Kids in the life raft we brought, someone in a big tube, and people on the raft. Uncle Mal’s motorboat and the canoe in the foreground. Way in the back you can see the big rock that of course we called Plymouth Rock.

I don’t recall having fireworks there as it definitely wasn’t like it is now with fireworks from June 1st through the end of summer! The sun would set and we would pack our belongings and head on home. Sometimes we would catch town fireworks going off as we drove home.

The relatives moved to Florida in the 80s and held on to the cottages to stay at in the summer for a few years but eventually sold them. By then we were off to our own 4th of July parties.

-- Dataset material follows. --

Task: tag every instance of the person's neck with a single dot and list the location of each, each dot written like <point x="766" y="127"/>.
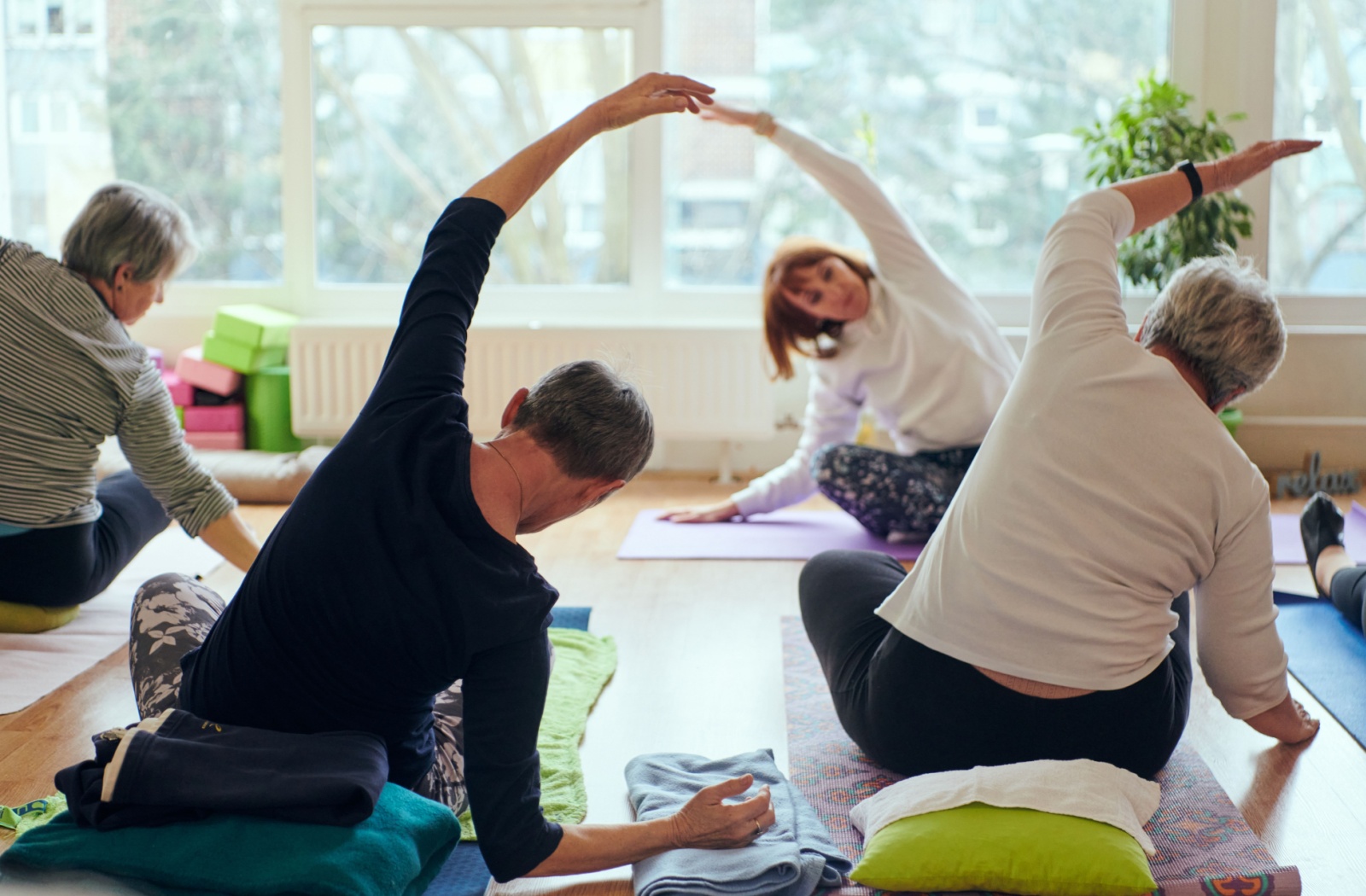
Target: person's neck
<point x="516" y="482"/>
<point x="1185" y="368"/>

My husband and I had a summer cottage at a nearby lake for 12 years and one time we took our kayaks over to Pickerel Lake to paddle the lake and see the houses again. It was a nice trip down memory lane. The lake felt so much smaller than I remember and the opposite side of the lake that was always home free, had homes at one end! It was nice to see them one last time.

Every 4th of July I think back to those family reunions and the fun we had swimming and spending time together. I’m grateful that although we may not be together on the 4th, we continue to celebrate holidays together with these same people as we’ve grown older and had families of our own.